Adolescence
Sebastian Bates
Founder at The Warrior Academy & The Bates Foundation | Operating across 8 countries in 4 continents | Sponsoring 4,000+ Orphans & Street Kids | Award Winning Entrepreneur | 2x Best Selling Author
This biological transition shakes the emotional foundations of almost every young person as they develop. This is also a time that parents dread, as their brilliant children can become argumentative, irrational, aggressive, hyper-sensitive, unhappy and difficult to live with.?
Puberty strikes, hormones erupt like a volcano, girlfriends or boyfriends arrive on the scene (with all the emotions they bring) and all rationality goes out of the window.

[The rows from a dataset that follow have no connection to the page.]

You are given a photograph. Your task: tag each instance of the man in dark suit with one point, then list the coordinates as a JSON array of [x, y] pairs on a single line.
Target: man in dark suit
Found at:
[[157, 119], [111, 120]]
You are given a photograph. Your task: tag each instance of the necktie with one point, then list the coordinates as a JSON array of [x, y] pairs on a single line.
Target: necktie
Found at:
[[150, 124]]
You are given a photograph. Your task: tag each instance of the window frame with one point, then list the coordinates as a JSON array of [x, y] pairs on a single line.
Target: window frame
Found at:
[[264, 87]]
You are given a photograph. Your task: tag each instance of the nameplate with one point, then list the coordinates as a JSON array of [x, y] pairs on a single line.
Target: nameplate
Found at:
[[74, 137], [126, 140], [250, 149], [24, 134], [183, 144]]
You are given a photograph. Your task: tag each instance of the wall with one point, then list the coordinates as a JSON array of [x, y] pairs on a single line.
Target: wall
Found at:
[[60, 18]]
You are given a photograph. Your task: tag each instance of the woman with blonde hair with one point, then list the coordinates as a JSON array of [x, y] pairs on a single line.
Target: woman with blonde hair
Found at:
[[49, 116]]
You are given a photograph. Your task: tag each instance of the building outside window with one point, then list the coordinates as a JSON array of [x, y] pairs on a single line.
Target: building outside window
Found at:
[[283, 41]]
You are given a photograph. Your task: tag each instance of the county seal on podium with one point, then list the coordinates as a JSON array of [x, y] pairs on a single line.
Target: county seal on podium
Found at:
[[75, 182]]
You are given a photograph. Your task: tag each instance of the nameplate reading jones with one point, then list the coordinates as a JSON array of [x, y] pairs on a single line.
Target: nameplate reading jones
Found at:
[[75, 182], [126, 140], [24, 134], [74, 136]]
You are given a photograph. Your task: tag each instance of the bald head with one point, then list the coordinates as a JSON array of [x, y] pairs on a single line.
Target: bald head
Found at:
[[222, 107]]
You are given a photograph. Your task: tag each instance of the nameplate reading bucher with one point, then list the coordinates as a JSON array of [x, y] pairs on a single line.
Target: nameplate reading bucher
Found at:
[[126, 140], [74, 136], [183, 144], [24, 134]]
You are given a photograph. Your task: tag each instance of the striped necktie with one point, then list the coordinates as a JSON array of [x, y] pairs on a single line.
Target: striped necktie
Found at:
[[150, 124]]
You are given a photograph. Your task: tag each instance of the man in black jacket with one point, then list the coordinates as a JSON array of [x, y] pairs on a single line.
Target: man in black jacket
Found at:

The journal Psychology Today characterises adolescence in the following way:
‘This transitional period can bring up issues of independence and self-identity; many adolescents and their peers face tough choices regarding schoolwork, sexuality, drugs, alcohol, and social life. Peer groups, romantic interests, and appearance tend to naturally increase in importance for some time during a teen’s journey towards adulthood.’
Usually, adolescence is the period between the ages of 13 and 19, the time when a child turns into an adult. The physical and psychological changes often begin earlier, though, during the preteen or ‘tween’ years (ages 9 to 12).?
Cognitive fitness, emotional intelligence (a high emotional IQ) and a sense of self worth all have a stabilising effect on the strong emotions of adolescence. Your child’s emotional IQ is a measure of their empathy.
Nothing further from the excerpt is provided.